In my third year as Democratic District Leader, I spent a good deal of Election Day 2006 outside PS 163, the largest polling site in Manhattan, where people from Park West Village and former Mitchell-Lamas vote. For weeks I'd been writing and distributing building letters and talking up our candidates at street fairs and on street corners. As a dutiful Democratic District Leader, I had worked hard to find good workers to staff the polls. My peeps were really pumped to vote for Eliot Spitzer for Governor for a long list of reasons, especially to have a strong Democrat to dethrone George Pataki and build a Democratic majority in the Albany Senate. CFDers, out for much of the day, worked as hard as we could to hand out our palm cards and greet our neighbors by name.

But up the block, a larger number of paid workers coming in shifts from the WFP were also handing out their palm cards and talking to voters.

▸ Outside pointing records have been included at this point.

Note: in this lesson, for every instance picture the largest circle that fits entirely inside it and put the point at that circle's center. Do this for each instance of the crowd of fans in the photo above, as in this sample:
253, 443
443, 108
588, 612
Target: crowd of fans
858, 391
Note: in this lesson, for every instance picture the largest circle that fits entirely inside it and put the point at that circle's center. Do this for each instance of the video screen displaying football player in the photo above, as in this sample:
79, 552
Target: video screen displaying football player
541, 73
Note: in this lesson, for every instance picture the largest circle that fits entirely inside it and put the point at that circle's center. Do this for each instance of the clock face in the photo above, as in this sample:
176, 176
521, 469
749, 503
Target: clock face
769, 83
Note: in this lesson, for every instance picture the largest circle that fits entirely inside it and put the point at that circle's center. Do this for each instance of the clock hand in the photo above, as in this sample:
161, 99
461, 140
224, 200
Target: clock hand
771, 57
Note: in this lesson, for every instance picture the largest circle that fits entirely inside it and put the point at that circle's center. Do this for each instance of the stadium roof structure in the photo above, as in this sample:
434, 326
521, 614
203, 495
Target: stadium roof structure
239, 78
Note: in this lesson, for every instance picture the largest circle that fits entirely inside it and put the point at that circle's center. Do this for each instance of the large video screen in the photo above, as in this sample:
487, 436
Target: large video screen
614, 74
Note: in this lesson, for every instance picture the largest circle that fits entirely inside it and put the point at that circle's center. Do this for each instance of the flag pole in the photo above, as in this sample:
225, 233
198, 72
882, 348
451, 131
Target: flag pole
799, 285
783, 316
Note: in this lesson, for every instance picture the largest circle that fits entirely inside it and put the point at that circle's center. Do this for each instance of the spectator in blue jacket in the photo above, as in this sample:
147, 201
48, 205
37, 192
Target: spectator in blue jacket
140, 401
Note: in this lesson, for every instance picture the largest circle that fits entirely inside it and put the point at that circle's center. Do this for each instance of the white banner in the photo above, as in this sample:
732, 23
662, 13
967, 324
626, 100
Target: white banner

I was devastated when so many of my "peeps" came out of the polls, smiled at me and say, "Don't worry I voted for your man!" Then they said, innocently, that they had voted on the WFP line. We had failed to explain why voting for Spitzer wasn't enough; that voting for him on OUR line was all-important. Our peeps had been picked off.

In those days of the Washington entrenchment of George Bush, voting with "working families" made an emotional statement for many Westsiders. It's true that the WFP must get 50,000 votes statewide to remain an official party, as they've been since 1998. The WFP has a point when they contend that Upstate and out on Long Island, people vote for "Working Families" who would never pull a Democratic Lever. But I want us to act locally, NOT globally here. In 2006, the WFP received 155,000, three times what they needed. THIS year, I believe, we grassroots Dems on the Upper West Side need some of those votes back.

I consider the WFP and the unions who support them my strong allies on every day but one, and that is Election Day every four years when the governorship is up for grabs.

This is my mantra: Vote for Andrew Cuomo for Governor on the Democratic Line.